The problem is correctly identified in Re^3: Unexpected results from a regex replacement (++). You are running the regexp on the $outdata every time you add a line to it.
The reason the above regexp works is it doesn't look for "<cfmail", it looks for "<cfmail" that isn't preceded by a "<!--" comment tag. Consider the following:
my $outdata_v1 = "";
my $outdata_v2 = "";
my $data_offset = tell DATA;
my $line_count = 1;
print "First Regexp solution\n";
print "-"x20, "\n";
while ( <DATA> )
{
$outdata_v1 .= $_;
print "outdata for read of line $line_count before:\n$outdata_v1\n";
$outdata_v1 =~ s{<cfmail}{<!--- <cfmail}g;
$outdata_v1 =~ s{</cfmail>}{</cfmail> --->}g;
print "outdata for read of line $line_count after:\n$outdata_v1\n";
$line_count++;
}
#-- reset it all, start again with the better regexp.
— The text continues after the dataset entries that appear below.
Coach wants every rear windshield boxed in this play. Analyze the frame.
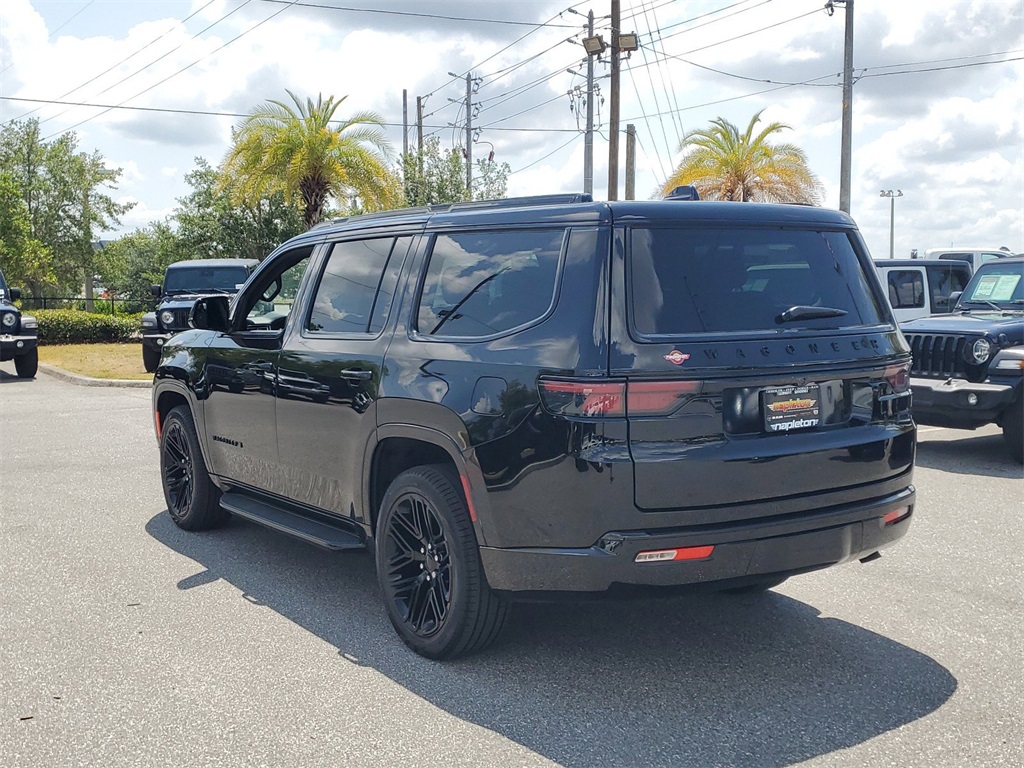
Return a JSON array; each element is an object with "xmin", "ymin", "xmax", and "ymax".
[
  {"xmin": 164, "ymin": 266, "xmax": 249, "ymax": 293},
  {"xmin": 629, "ymin": 227, "xmax": 886, "ymax": 336}
]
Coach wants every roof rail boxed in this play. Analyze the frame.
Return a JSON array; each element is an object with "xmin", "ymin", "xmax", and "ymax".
[{"xmin": 310, "ymin": 193, "xmax": 594, "ymax": 231}]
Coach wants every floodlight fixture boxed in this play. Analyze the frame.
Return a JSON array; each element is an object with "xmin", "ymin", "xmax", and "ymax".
[
  {"xmin": 583, "ymin": 35, "xmax": 608, "ymax": 56},
  {"xmin": 618, "ymin": 32, "xmax": 640, "ymax": 53}
]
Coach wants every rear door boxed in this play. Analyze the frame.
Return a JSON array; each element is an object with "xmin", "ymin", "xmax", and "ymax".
[{"xmin": 610, "ymin": 226, "xmax": 913, "ymax": 522}]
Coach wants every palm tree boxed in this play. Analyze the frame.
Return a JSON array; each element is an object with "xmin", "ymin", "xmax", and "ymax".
[
  {"xmin": 663, "ymin": 112, "xmax": 821, "ymax": 205},
  {"xmin": 221, "ymin": 91, "xmax": 401, "ymax": 227}
]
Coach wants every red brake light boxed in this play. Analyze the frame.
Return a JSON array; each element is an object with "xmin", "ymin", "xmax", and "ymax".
[
  {"xmin": 540, "ymin": 379, "xmax": 626, "ymax": 419},
  {"xmin": 884, "ymin": 362, "xmax": 910, "ymax": 394},
  {"xmin": 626, "ymin": 381, "xmax": 700, "ymax": 416}
]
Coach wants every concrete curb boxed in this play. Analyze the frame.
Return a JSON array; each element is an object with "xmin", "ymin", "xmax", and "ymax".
[{"xmin": 39, "ymin": 362, "xmax": 153, "ymax": 388}]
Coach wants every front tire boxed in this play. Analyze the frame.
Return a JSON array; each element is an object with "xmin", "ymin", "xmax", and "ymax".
[
  {"xmin": 377, "ymin": 466, "xmax": 507, "ymax": 659},
  {"xmin": 160, "ymin": 406, "xmax": 229, "ymax": 530},
  {"xmin": 14, "ymin": 347, "xmax": 39, "ymax": 379},
  {"xmin": 142, "ymin": 344, "xmax": 160, "ymax": 374},
  {"xmin": 1002, "ymin": 399, "xmax": 1024, "ymax": 464}
]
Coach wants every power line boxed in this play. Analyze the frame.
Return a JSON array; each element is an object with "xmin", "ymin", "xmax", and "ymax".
[
  {"xmin": 0, "ymin": 94, "xmax": 579, "ymax": 133},
  {"xmin": 44, "ymin": 0, "xmax": 294, "ymax": 140},
  {"xmin": 253, "ymin": 0, "xmax": 571, "ymax": 29},
  {"xmin": 7, "ymin": 0, "xmax": 220, "ymax": 123}
]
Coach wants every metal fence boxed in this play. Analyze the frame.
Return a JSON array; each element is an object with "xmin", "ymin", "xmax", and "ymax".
[{"xmin": 18, "ymin": 296, "xmax": 157, "ymax": 314}]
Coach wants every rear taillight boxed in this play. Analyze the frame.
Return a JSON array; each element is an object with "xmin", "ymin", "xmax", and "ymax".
[
  {"xmin": 884, "ymin": 362, "xmax": 910, "ymax": 394},
  {"xmin": 540, "ymin": 379, "xmax": 700, "ymax": 419}
]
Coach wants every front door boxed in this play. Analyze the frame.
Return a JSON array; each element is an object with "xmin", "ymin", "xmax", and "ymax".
[{"xmin": 199, "ymin": 246, "xmax": 312, "ymax": 493}]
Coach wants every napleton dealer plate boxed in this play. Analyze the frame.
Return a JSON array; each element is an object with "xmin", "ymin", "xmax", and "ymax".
[{"xmin": 761, "ymin": 384, "xmax": 821, "ymax": 432}]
seek( DATA, $data_offset, 0);
$line_count = 1;
print "Second Regexp solution\n";
print "-"x20, "\n";
while ( <DATA> ){
$outdata_v2 .= $_;
print "outdata for read of line $line_count before:\n$outdata_v2\n";
$outdata_v2 =~ s{(?<!<!--- )<cfmail}{<!--- <cfmail}g;
$outdata_v2 =~ s{</cfmail>(?! --->)}{</cfmail> --->}g;
print "outdata for read of line $line_count after:\n$outdata_v2\n";
$line_count++;
}
__DATA__
<cfmail to="#to_address#">
</cfmail>
<cfmail to="#to_address_2#">
The output is:
First Regexp solution
--------------------
outdata for read of line 1 before:
<cfmail to="#to_address#">
outdata for read of line 1 after:
<!--- <cfmail to="#to_address#">
outdata for read of line 2 before:
<!--- <cfmail to="#to_address#">
</cfmail>
outdata for read of line 2 after:
<!--- <!--- <cfmail to="#to_address#">
</cfmail> --->
outdata for read of line 3 before:
<!--- <!--- <cfmail to="#to_address#">
</cfmail> --->
<cfmail to="#to_address_2#">
outdata for read of line 3 after:
<!--- <!--- <!--- <cfmail to="#to_address#">
</cfmail> ---> --->
<!--- <cfmail to="#to_address_2#">
Second Regexp solution
--------------------
outdata for read of line 1 before:
<cfmail to="#to_address#">
outdata for read of line 1 after:
<!--- <cfmail to="#to_address#">
outdata for read of line 2 before:
<!--- <cfmail to="#to_address#">
</cfmail>
outdata for read of line 2 after:
<!--- <cfmail to="#to_address#">
</cfmail> --->
outdata for read of line 3 before:
<!--- <cfmail to="#to_address#">
</cfmail> --->
<cfmail to="#to_address_2#">
outdata for read of line 3 after:
<!--- <cfmail to="#to_address#">
</cfmail> --->
<!--- <cfmail to="#to_address_2#">
You can see that your original regexp (as Eimi Metamorphoumai correctly pointed out), runs on every line in your file for each line in the file, adding a new comment flag every time. The second regexp solution does not add a new comment every time, since it is constructed to look for cfmail flags that are not preceded by a comment.
|